Moral of the joke: To be sitting and doin nothin all day.....u must be sittin very, very , very high up
Again being able to switch the mode of conversation at lightning speed is an pre-requisite before you set off down this track . I assure you, it will be most therapeutic. Human psychology is really twisted. If you realise there are nine others suffering just like you, suddenly things aren’t that bad anymore.

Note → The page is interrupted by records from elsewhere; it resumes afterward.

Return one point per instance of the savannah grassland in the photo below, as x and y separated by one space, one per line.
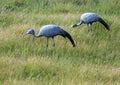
23 60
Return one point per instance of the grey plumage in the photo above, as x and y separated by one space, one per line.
89 18
50 31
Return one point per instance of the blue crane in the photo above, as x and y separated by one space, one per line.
50 31
89 18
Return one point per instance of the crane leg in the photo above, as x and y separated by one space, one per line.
46 45
53 41
89 27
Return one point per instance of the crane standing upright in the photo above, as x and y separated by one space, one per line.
50 31
89 18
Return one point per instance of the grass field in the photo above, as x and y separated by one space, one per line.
23 59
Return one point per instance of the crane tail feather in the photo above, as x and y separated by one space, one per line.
104 23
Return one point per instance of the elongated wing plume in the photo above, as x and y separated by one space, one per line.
104 23
66 34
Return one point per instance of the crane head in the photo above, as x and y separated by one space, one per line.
30 31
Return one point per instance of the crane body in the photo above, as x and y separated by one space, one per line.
89 18
50 31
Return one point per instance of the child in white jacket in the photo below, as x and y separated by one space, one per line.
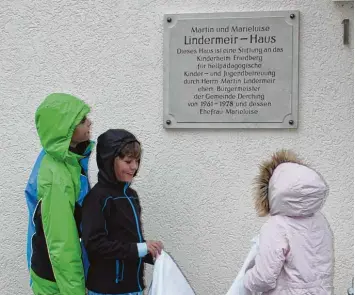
296 244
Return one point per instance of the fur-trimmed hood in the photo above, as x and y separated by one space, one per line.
286 186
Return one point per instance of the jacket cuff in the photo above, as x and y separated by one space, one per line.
142 249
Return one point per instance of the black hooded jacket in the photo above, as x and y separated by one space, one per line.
111 224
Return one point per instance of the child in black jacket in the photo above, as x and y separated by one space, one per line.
111 221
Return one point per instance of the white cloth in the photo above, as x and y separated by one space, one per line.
237 287
168 279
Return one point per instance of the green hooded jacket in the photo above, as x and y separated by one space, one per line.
58 185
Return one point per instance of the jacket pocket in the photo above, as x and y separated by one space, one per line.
119 271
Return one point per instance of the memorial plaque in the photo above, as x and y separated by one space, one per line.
231 70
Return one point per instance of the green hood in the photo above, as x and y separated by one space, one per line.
56 119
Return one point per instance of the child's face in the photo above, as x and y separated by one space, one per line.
125 168
82 131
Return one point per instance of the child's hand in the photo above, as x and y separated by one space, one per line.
154 248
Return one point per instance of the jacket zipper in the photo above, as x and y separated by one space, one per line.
117 271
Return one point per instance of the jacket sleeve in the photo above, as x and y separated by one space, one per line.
60 230
147 258
270 259
95 237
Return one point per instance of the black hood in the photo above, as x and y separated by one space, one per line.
109 145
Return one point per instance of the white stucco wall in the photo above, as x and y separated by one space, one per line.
195 185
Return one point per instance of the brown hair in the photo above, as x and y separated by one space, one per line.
266 170
132 150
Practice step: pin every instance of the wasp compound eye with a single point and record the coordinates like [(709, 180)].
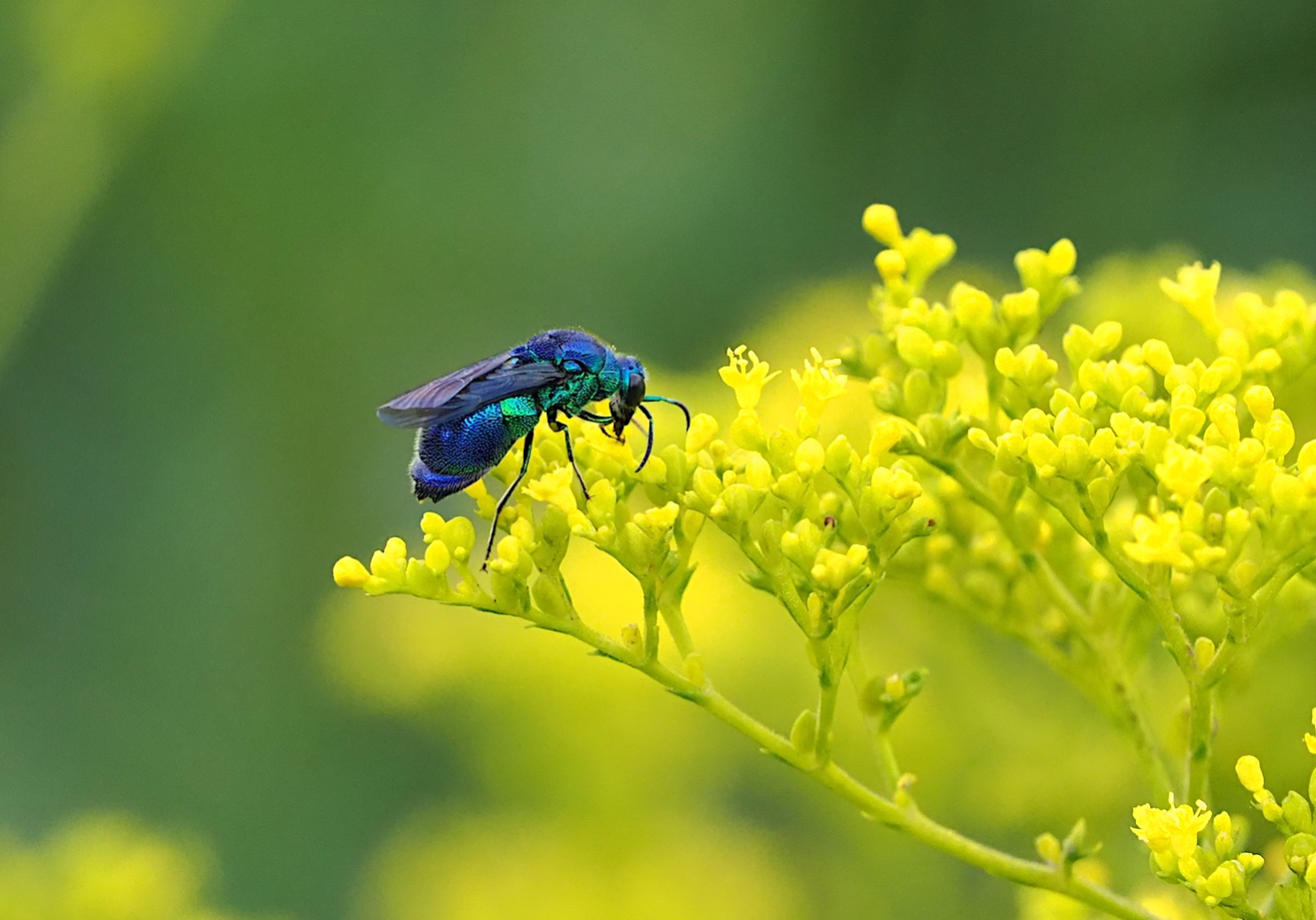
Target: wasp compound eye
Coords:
[(635, 389)]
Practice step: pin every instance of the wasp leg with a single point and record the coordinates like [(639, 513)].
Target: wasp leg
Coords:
[(649, 446), (566, 439), (502, 502), (671, 402)]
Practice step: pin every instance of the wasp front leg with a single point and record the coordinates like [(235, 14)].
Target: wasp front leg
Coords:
[(555, 426)]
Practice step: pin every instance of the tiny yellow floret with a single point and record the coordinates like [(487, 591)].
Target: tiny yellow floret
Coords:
[(746, 377), (1170, 831), (1249, 773), (1195, 290), (818, 384), (349, 572)]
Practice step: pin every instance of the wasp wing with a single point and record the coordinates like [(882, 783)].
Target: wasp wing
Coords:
[(468, 390)]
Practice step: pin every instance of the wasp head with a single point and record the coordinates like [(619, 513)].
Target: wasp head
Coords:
[(630, 394)]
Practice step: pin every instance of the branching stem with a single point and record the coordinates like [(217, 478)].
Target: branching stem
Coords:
[(903, 817)]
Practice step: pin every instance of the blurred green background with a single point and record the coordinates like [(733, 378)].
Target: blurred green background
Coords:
[(229, 229)]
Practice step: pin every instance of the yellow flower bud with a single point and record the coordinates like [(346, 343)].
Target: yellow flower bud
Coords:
[(1019, 308), (1249, 773), (885, 435), (1107, 336), (809, 457), (1158, 356), (702, 427), (1266, 361), (882, 224), (970, 306), (1233, 344), (348, 572), (891, 265), (758, 472), (432, 524), (437, 557), (914, 347), (1260, 402)]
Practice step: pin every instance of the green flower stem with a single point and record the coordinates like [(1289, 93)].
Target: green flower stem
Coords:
[(1113, 672), (880, 734), (651, 622), (1200, 716), (675, 621), (829, 686), (901, 817)]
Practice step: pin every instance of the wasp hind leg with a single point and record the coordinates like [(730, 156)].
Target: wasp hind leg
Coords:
[(502, 502)]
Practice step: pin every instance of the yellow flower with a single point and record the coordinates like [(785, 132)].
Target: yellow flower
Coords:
[(1170, 831), (702, 427), (1159, 539), (746, 377), (1195, 290), (555, 487), (349, 572), (818, 384), (1183, 470), (1249, 773)]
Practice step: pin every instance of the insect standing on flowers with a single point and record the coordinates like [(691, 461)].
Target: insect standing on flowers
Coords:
[(472, 418)]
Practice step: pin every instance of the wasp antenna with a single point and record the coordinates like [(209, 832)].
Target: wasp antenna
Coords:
[(649, 446), (670, 402)]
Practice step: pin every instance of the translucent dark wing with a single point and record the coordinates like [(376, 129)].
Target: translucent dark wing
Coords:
[(468, 390)]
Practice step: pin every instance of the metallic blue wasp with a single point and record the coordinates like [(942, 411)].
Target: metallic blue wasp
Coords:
[(472, 418)]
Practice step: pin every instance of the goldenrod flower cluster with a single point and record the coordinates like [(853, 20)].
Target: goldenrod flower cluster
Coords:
[(1191, 848), (104, 866), (1079, 497)]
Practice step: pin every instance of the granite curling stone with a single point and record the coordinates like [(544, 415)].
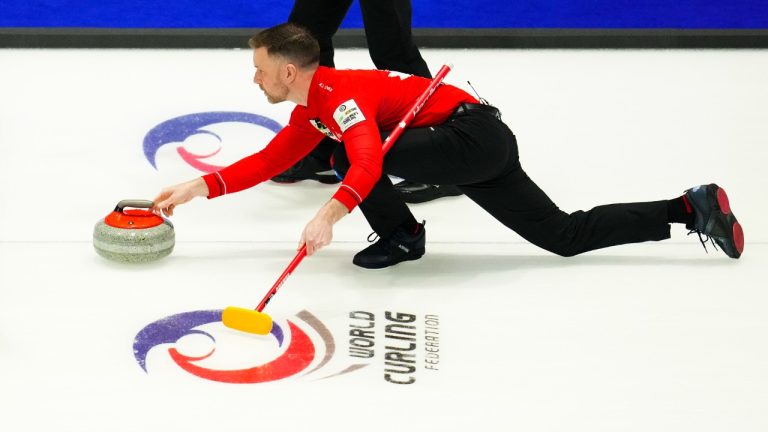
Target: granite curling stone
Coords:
[(133, 236)]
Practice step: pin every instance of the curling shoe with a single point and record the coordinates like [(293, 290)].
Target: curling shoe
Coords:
[(398, 247), (713, 219), (309, 168), (415, 193)]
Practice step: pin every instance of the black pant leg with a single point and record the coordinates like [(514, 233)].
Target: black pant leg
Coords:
[(322, 18), (479, 154), (390, 40)]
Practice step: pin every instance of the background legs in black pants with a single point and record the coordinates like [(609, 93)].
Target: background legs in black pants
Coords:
[(391, 46), (479, 153)]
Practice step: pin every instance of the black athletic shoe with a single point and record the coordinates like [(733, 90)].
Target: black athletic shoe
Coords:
[(309, 168), (398, 247), (416, 193), (713, 219)]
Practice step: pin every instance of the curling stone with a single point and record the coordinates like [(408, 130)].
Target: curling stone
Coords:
[(133, 236)]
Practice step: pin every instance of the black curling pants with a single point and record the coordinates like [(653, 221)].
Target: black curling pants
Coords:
[(387, 31), (478, 153)]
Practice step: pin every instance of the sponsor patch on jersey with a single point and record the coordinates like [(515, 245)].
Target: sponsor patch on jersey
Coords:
[(323, 128), (347, 115)]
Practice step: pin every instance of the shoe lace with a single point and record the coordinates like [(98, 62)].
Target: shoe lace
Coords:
[(703, 238)]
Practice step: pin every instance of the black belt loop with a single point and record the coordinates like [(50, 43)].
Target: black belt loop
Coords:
[(466, 107)]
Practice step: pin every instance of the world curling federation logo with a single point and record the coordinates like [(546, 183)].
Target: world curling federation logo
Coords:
[(178, 129), (293, 351)]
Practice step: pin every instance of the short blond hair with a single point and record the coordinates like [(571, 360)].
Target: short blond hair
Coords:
[(290, 41)]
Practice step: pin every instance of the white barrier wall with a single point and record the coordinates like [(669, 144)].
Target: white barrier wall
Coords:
[(594, 127)]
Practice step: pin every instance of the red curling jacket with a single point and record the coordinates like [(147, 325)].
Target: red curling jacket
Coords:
[(350, 106)]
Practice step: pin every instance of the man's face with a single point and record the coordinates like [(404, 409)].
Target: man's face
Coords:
[(269, 74)]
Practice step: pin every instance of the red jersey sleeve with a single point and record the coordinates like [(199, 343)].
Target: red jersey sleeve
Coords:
[(292, 143), (356, 120), (363, 145)]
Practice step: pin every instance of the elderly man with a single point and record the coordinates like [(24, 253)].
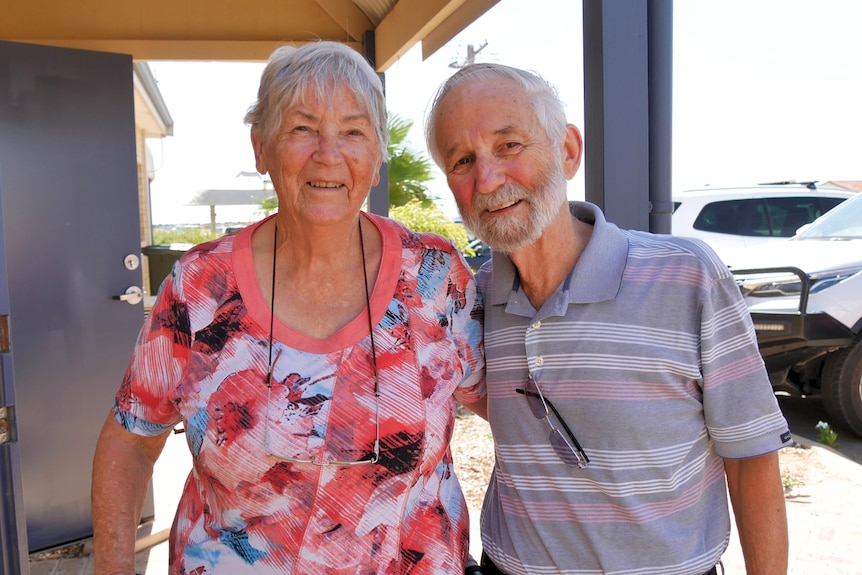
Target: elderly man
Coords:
[(624, 386)]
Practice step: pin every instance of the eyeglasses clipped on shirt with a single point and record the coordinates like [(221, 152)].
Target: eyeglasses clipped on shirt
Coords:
[(570, 452)]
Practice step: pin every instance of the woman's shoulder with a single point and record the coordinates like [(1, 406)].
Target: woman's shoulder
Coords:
[(413, 240)]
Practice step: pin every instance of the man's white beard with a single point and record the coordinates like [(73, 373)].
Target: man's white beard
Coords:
[(508, 234)]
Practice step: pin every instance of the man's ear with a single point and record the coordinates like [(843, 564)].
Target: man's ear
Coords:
[(257, 144), (573, 148)]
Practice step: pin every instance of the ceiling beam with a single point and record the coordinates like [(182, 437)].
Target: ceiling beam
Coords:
[(406, 24), (468, 13), (347, 15), (191, 50)]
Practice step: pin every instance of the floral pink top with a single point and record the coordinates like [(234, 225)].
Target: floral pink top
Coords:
[(202, 358)]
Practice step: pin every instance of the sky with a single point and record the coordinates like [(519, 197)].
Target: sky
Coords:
[(763, 90)]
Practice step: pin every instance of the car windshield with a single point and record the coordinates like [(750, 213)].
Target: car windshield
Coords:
[(844, 222)]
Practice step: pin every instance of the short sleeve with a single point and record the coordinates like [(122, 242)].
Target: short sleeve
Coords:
[(741, 411), (143, 403)]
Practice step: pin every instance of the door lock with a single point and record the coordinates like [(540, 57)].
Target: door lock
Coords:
[(133, 295)]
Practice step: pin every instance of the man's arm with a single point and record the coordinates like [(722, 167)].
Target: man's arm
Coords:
[(122, 468), (757, 496)]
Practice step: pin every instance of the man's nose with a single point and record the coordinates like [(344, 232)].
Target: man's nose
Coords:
[(489, 175)]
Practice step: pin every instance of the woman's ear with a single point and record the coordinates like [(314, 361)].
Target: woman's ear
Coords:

I reckon at least one of these five should do the trick. You’ll start loving your job again. If it doesn’t then, I’m sorry, I would have to say….. that’s NOT a temporary phase you’re going through. Its much DEEPER . I’d say you probably need to resign. Considering how bad the job market is everywhere presently, the unemployment that follows would surely shock your system into believing that your last job was heavenly!!
Word of caution :
Readers should remember that this is advice generated by a highly disillusioned and reckless mind . The owner of the mind shall under no circumstances be held responsible for any consequences arising out of any of you attempting to follow her advice.